- You score a point when the opponent team can not return the volleyball over the net or prevent it from touching the court surface.
- You don’ t need to have the posession of the ball to score.
- The first team to score 25 points by a margin of two points, wins the set.
- The team that wins three out of five sets wins the volleyball match.
- There is no time limit for a volleyball match.
- There are two-minute breaks between each game; teams switch court sides after eachbreak.
- Team captains flip a coin to determine which side will serve first.
- Each team has two rows of three players in the court, so six players.
- A fault occurs when:
* The ball is held, thrown or pushed.
* A team contacts the ball more than three times consecutively. Except when the first
contact is a block.
* A ball touches a player twice in succession or the ball touches the body twice in succession.
* Players are out of position at service.
* A player touches the net.
* A player attacks the ball above the opponent court or steps in an opponent’s court.
The serve begins play, and it can be decissive in a game. A missed serve counts as a fault.
There are many types: underhand, sidearm, or overhand, standing in a stationary position or jumping in the air.
Use it to receive a serve or a low hit ball.
- Place your body low, extend your forearms and pass it up to the “setter.”
- Position is fundamental: Your feet must be shoulder with apart. You must wait for the ball leaning forwards on your toes with a semi-flexion of your knees to react quickly.
-Join your hands together, making a fist with one hand and wrapping in it the palm of your other hand.
- Let the ball hit you in the middle part of your forearms simultaneously. A common mistake
is to hit the ball with your wrists or hands. This often makes the ball bounce with an
unpredictable trajectory and it goes out of your court.
- Press the wrists and hands down to fully extend the arms.
- Bend your knees before the ball gets to you so that you can absorb the serve and keep the ball in your court.
- The set is an overhead pass. With it, the setter passes the ball with a high arc to front-line players for them to spike.
- There are many different types of sets: to the front, to the side, to the back…
- The proper technique for setting is to raise your hands about 15 cms above your head with your thumbs on the bottom. Your thumbs and index fingers must form a triangle, and also, your hands must form the shape of the ball.
- Go to the ball and get under it, facing the direction to which you want to pass it.
- Bend your elbows and your knees.
- You must hit the ball with both hands together and simultaneously. Don’t let the ball touch your palm. This is called a push, and is a violation. If you hold the ball or you strike it unevenly, you’ll be in violation.
- Receive the ball over your head, and act as a spring.
- All the following parts of your body must extend with the ball when you are doing a set:
first your legs, afterwards your upper body and arms, and finally your wrists and fingers.
THE SPIKE (or Smash):
- The spike is a powerful overhand smash into the opposite court.
- The spiker steps toward the net, jumps high in the air, and swings his or her arm powerfully toward the ball to smash it.
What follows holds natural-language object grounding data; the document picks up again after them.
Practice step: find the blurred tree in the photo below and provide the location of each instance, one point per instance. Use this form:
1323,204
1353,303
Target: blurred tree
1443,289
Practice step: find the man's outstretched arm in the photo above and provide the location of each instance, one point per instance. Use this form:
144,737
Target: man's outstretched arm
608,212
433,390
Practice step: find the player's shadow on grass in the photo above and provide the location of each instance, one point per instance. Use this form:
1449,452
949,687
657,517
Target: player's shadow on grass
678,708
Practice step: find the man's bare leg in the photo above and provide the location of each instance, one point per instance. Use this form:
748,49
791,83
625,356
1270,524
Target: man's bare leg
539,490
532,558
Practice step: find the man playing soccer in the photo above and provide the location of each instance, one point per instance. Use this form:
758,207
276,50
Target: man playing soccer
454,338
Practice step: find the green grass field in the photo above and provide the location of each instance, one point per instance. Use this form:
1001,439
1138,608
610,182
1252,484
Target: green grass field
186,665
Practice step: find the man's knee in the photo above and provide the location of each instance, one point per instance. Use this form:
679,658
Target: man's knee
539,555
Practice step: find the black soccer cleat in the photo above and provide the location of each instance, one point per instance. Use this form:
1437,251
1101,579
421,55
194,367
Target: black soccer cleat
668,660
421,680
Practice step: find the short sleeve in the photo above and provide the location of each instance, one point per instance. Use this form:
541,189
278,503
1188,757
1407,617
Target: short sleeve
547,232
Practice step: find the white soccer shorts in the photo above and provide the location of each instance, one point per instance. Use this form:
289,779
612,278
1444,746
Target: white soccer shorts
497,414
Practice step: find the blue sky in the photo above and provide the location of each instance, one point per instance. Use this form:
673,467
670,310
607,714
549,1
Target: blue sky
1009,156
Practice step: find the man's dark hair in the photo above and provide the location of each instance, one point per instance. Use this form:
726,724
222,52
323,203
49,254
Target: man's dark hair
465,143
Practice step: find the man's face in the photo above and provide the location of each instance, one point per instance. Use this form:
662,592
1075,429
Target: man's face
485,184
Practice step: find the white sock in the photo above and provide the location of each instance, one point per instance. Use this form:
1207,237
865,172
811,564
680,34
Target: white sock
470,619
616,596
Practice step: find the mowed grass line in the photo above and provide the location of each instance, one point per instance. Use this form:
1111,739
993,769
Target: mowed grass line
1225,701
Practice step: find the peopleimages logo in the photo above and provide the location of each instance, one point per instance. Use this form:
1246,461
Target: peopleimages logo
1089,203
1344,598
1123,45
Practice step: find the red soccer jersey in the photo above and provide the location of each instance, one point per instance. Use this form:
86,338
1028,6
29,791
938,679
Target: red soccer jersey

The spiker must be careful not to touch the net.
- Front row players can attack the ball from anywhere on the court. Back row players can only attack from behind the three meter line.
- Approach to the net and in the last step, place both feet at the same time on the floor.
Swing both arms back to help you with the jump.
- Jump with both feet, as you aim to the ball with your left hand (if you are righthanded).
- In the air, bring your right hand to your ear, and your elbow back. Bring your left arm down and hit the ball with your right palm. Your arm must be extended.
- You must hit the ball infront of your head, not above it, so it goes straight to the floor.
- Do not touch the net, and land on both feet.
There are six positions in the court. Three in the front line and three in the back line.
Players must keep their positions before the other team serves. After the server hits the ball, players can move freely.
Starting at the serving position and going counterclockwise the positions are numbered
1-6. Number one is the server and number two is the front line player.
The Server:
- Stands with both feet in the “service area”: behind the baseline of the volleyball court.
One player serves continuously until his or her team commits a “fault”, after which the opposite team “rotates” and serves the ball.